よく言われることですが、ひとつの事実をどう観るかは人それぞれに違い、10人いれば10通りの見方があります。そのため、人と対話をするときには、自分の思いや考えを一旦、棚上げして相手の話をきき、その人の話をその人の立場に立って受けとる必要があると言われています。
こうしたセオリーからわかるのは、感情や行動を引き起こすきっかけとなる事実は人間の外側にあり、それを観る人間の眼やきく耳などの五感を通じて人それぞれが「刺激」を受け、その人なりの感じ方や価値観、解釈が「原因」となって、自分の感情や思い、考え、行動が生まれてくるということです。もしも、人間の外側にある事実が「原因」だとしたら、誰もが同じような感じ、思いをもつでしょうが、事実は「刺激」でしかなく、「原因」は人それぞれの感じ方や価値観、解釈だからこそ、同じ事実に対して人それぞれに異なる印象をもつわけです。

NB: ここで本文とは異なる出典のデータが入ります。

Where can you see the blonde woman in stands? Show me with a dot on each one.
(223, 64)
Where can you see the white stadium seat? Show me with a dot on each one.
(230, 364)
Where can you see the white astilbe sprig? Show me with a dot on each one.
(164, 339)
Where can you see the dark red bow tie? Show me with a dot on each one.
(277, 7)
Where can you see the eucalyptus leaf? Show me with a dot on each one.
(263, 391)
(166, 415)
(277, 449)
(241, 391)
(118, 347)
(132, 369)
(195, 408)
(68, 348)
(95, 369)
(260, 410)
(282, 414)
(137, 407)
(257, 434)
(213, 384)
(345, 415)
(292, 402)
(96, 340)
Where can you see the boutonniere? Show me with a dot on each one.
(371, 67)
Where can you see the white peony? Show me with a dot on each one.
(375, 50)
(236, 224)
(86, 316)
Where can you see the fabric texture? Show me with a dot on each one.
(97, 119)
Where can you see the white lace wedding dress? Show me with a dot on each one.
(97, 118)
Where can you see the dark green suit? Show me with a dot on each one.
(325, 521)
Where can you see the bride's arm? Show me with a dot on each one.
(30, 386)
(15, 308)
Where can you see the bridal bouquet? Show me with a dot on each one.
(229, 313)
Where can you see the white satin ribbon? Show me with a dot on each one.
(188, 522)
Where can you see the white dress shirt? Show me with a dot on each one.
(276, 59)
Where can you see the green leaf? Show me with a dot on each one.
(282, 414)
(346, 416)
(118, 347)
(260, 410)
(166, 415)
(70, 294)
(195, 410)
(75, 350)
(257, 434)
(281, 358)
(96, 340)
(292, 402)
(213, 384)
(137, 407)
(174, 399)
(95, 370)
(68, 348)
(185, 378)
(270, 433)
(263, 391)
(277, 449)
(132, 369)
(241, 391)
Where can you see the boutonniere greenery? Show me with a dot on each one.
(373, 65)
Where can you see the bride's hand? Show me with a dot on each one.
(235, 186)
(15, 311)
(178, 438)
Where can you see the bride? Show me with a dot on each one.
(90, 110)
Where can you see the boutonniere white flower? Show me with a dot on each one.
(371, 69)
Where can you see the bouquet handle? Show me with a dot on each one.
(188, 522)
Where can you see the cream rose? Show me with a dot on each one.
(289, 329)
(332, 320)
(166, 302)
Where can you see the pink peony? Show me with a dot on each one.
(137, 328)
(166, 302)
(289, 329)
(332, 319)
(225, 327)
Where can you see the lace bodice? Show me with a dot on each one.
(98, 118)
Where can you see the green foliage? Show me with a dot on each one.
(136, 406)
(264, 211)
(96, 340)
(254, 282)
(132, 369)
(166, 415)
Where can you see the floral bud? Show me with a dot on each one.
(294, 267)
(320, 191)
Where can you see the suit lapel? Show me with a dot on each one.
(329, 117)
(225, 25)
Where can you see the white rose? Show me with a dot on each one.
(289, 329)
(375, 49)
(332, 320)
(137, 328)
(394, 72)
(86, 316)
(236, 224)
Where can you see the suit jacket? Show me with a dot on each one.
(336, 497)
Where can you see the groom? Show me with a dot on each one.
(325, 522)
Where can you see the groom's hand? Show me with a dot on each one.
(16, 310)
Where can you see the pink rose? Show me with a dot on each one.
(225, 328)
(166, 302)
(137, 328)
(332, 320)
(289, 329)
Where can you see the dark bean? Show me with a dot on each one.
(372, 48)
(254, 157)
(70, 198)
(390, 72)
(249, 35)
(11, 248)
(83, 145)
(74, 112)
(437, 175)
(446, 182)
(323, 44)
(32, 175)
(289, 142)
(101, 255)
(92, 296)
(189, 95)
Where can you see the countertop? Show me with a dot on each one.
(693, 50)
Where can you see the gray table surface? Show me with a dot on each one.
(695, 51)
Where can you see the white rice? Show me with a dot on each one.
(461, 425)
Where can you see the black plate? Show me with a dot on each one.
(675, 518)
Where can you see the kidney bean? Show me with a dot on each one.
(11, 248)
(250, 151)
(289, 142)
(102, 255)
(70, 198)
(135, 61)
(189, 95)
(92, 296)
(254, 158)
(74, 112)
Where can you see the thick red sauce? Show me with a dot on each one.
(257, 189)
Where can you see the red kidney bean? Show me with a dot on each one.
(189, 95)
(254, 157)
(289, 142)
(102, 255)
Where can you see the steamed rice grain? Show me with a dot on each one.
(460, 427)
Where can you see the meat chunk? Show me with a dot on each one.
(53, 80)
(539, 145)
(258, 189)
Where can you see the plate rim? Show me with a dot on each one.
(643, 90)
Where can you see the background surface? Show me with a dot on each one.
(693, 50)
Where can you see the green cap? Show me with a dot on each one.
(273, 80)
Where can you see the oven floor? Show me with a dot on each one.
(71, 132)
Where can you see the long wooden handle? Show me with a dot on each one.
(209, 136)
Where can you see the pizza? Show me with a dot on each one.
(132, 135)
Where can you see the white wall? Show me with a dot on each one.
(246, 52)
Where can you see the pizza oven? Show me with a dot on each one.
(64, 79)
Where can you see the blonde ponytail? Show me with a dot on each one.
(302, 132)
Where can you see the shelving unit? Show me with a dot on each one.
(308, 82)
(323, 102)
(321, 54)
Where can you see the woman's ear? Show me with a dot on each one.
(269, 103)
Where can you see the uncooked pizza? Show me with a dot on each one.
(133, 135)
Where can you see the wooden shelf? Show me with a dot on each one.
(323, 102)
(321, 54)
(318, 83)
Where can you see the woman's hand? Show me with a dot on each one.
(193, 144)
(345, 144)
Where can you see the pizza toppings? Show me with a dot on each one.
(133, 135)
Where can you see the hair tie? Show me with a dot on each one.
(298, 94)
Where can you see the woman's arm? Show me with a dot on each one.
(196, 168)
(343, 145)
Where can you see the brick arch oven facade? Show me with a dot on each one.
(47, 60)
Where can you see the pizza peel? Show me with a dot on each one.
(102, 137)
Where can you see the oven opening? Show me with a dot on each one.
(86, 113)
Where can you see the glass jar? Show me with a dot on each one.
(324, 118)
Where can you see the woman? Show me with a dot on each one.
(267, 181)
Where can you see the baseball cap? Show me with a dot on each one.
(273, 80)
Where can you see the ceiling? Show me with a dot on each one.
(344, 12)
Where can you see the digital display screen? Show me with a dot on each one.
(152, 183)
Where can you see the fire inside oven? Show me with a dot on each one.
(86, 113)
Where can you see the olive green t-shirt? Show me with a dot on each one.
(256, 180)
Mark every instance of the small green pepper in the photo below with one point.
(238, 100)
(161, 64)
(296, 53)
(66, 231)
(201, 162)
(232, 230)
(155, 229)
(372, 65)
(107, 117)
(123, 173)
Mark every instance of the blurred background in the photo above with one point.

しかし、日常の人とのやりとりを思い浮かべてみると、そうした「刺激」と「原因」はほとんど区別されていません。例えば、親がゲームばかりしている子どもを観て、「またゲーム?もう、うんざり」と言ったとしても、それほど意外に思う人はいないでしょう。ところが、実はこのセリフは「刺激」と「原因」を混同しています。親が「自分がうんざりする原因は、自分の外側の事実、ゲームをする子どもにある」と言っているからです。そうではなく、「あなたがゲームだけに時間を費やしている様子を見ると、私はうんざりする。あなたにはいろんなことに興味をもってほしいと思うから」と言えば、「刺激」と「原因」は区別されます。
ふたつのセリフから受ける印象はどう違うでしょうか?

単に例文として読んでいるだけだと、「刺激」と「原因」を混同した言い方のほうが簡潔に思えて、「刺激」と「原因」を区別した言い方はまわりくどいとか、理屈っぽいと思えるかもしれません。

しかし、子どもの立場に立ってみると、「刺激」と「原因」を混同した「またゲーム?もう、うんざり」という表現は、ゲームをする自分が親をうんざりさせているのだと加害者性を指摘された強いメッセージであり、自分を守ろうと反発するかもしれませんし、やがてゲームをすることに罪悪感を抱くようになるかもしれません。
一方、「刺激」と「原因」を区別した「あなたがゲームだけに時間を費やしている様子を見ると、私はうんざりする。あなたにはいろんなことに興味をもってほしいと思うから」という表現の場合は、ゲームが悪いというより、幅広い興味・関心をもってほしいという親の望みが子どもに伝わるような気がします。

さらに、この表現は、親もひとりの人間として、子どもに期待する自分の思いとは異なる現実に直面して、うんざりしたことをそのまま伝えており、自分の感情の原因は自分にあることを認めています。
こうした自分の感情に責任をもつ表現をすると、人間一人ひとりの世界が異なり、一人ひとりに自分で感じ、考え、行動する自由があることが明確になるように思います。

今年6月に日本語訳が発行された、世界中で読まれているマーシャル・B・ローゼンバーグの非暴力コミュニケーションの本「NVC 〜人と人との関係にいのちを吹き込む法」を読んで、改めて大切だと思ったことを書きました。